Since the project works, commit it to the remote master branch. We need a starting point. I recommend creating a .gitignore at the root of the project with:

.idea/
target/
# Compiled class file
*.class
# Log file
*.log
# BlueJ files
*.ctxt
# Mobile Tools for Java (J2ME)
.mtj.tmp/
# Package Files #
*.jar
*.war
*.nar
*.ear
*.zip
*.tar.gz
*.rar
# virtual machine crash logs, see http://www.java.com/en/download/help/error_hotspot.xml
hs_err_pid*

And commit:

git add --all
git commit -m "Starting point"
git push

Once you can confirm the code on Github, we will add the Jenkins ssh key.

We have now setup a secure connection between our Droplet and our Github repository. Next, we will setup the hooks for sending a POST request on push. Under settings you will find Hooks. The domain will be your IP for Jenkins instead.

I want to trigger my builds on pushes and new pull requests opened.

Now we are triggering builds on events. We have not tested this but this is how we would set this up. The last integration with Github is getting access from the UI of Jenkins. For this we will need a personal access token. Its like a specific password for your account. Beware people will be able to access your account, so if this is a share project I would suggest creating a new Github user just for Jenkins. Under settings, go to Developer Settings.

Select Generate New Token.

We have all the prerequisites to begin setting up our Jenkins job. Log into your Jenkins UI. You should see create job on the home page or on the left. We are going to setup a new pipeline.

As you can see above, we are getting denied with our access. This is where the personal access token comes in.
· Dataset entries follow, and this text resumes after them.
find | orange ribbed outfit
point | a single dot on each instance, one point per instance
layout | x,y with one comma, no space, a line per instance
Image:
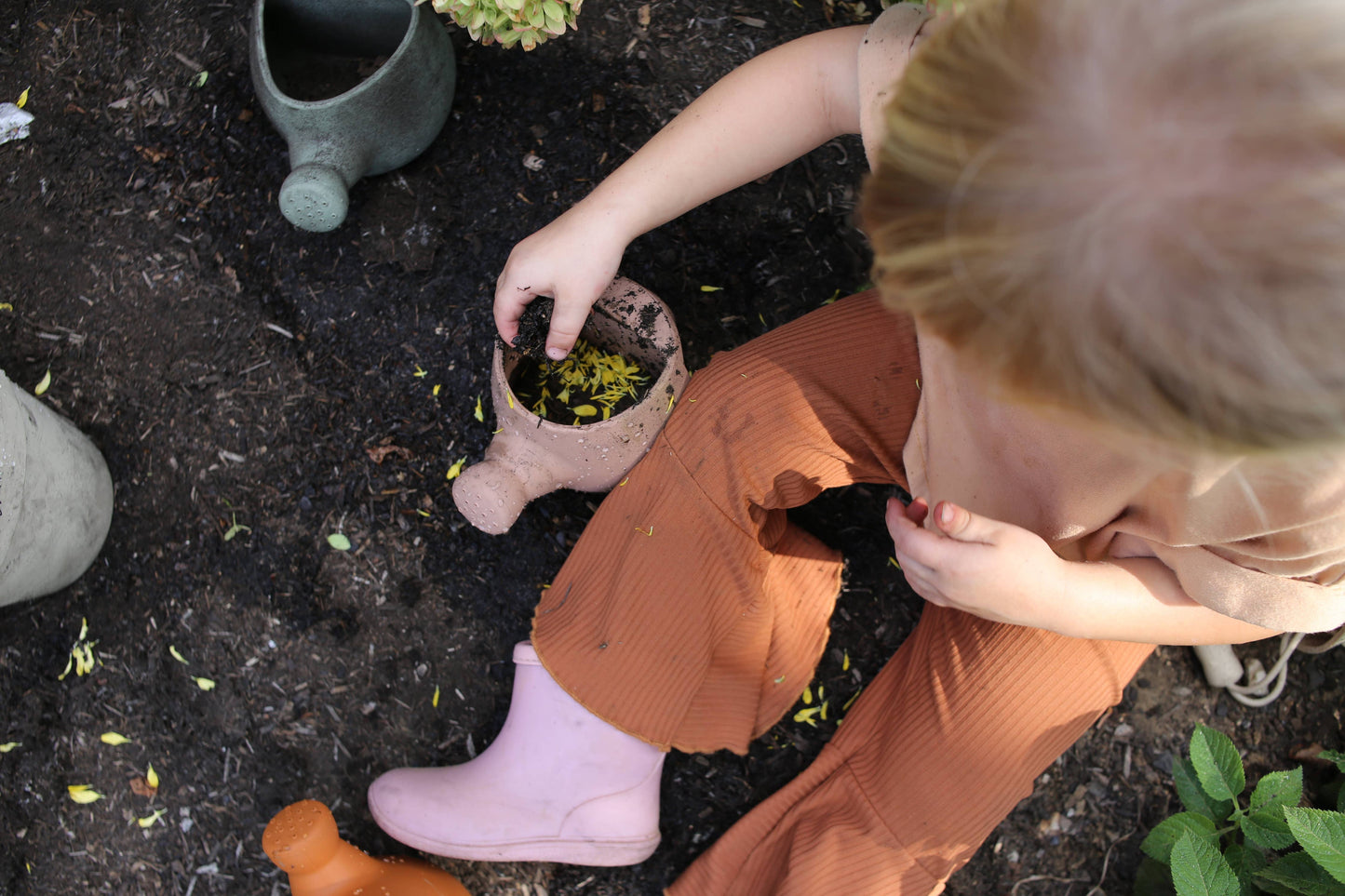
691,595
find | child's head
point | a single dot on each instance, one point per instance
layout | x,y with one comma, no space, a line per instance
1134,210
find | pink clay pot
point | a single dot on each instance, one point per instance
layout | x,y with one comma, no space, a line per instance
532,456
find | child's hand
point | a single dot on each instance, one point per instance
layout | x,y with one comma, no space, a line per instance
984,567
572,260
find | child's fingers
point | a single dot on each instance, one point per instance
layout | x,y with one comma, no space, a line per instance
918,510
912,542
966,527
568,319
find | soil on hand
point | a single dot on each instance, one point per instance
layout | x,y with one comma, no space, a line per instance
532,328
256,389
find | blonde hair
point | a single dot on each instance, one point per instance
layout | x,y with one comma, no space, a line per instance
1131,210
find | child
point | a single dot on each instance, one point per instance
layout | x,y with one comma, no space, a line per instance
1105,356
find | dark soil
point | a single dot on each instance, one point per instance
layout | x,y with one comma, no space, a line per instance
256,389
532,328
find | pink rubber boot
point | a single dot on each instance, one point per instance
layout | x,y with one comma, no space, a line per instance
558,784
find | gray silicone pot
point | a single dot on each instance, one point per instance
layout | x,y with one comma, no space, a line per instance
55,498
381,123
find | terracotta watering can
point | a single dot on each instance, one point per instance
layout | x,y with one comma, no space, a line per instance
532,456
303,841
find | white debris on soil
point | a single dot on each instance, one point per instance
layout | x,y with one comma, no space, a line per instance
14,123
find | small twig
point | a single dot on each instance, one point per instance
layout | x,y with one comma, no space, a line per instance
1036,877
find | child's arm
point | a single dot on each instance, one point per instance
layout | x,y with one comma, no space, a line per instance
765,114
1006,573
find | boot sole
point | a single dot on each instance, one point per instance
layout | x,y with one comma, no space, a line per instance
567,850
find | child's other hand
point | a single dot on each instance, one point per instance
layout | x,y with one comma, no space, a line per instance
572,260
984,567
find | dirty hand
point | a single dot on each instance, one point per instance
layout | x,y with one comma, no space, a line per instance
984,567
572,260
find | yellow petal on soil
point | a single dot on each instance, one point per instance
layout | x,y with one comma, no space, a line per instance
807,715
148,821
84,794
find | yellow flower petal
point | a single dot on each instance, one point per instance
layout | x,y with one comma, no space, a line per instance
806,715
148,821
84,794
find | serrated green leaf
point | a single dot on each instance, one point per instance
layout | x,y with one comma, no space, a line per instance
1217,765
1193,796
1245,863
1161,839
1323,835
1278,789
1298,875
1153,878
1267,829
1199,869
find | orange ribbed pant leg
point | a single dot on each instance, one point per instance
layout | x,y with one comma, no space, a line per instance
691,609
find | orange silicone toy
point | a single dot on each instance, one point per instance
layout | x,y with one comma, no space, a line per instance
303,841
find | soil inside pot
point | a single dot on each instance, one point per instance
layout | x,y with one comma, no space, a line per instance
589,386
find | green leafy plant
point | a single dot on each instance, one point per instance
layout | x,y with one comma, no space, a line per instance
507,21
1224,847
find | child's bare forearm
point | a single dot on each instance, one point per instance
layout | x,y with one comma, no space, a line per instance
759,117
1141,600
You need to hit Add on the right. Select username and password. The username is the username of the personal access token and the password is the personal access token. If you have the correct access, the warning should go away.

Add a Jenkinsfile to the root of the project.

pipeline {
	agent any
	stages {
		stage('Checkout') {
			steps {
				echo 'Checkout...'
				checkout scm
				stash 'sources'
			}
		}
		stage('Build') {
			steps {
				echo 'Build...'
				unstash 'sources'
				sh 'mvn clean package -DskipTests'
				stash 'sources'
			}
		}
	}
}

Commit it up and your pipeline should run:

git add --all && git commit -m "Added Jenkinsfile" && git push

It will trigger a new build.

Jenkins User

The last step is showing how to add users. From the home page, head to Manage Jenkins.

Conclusion

And that is it! You are all setup with a repository on Jenkins for running a CI/CD pipeline on each push or pull request.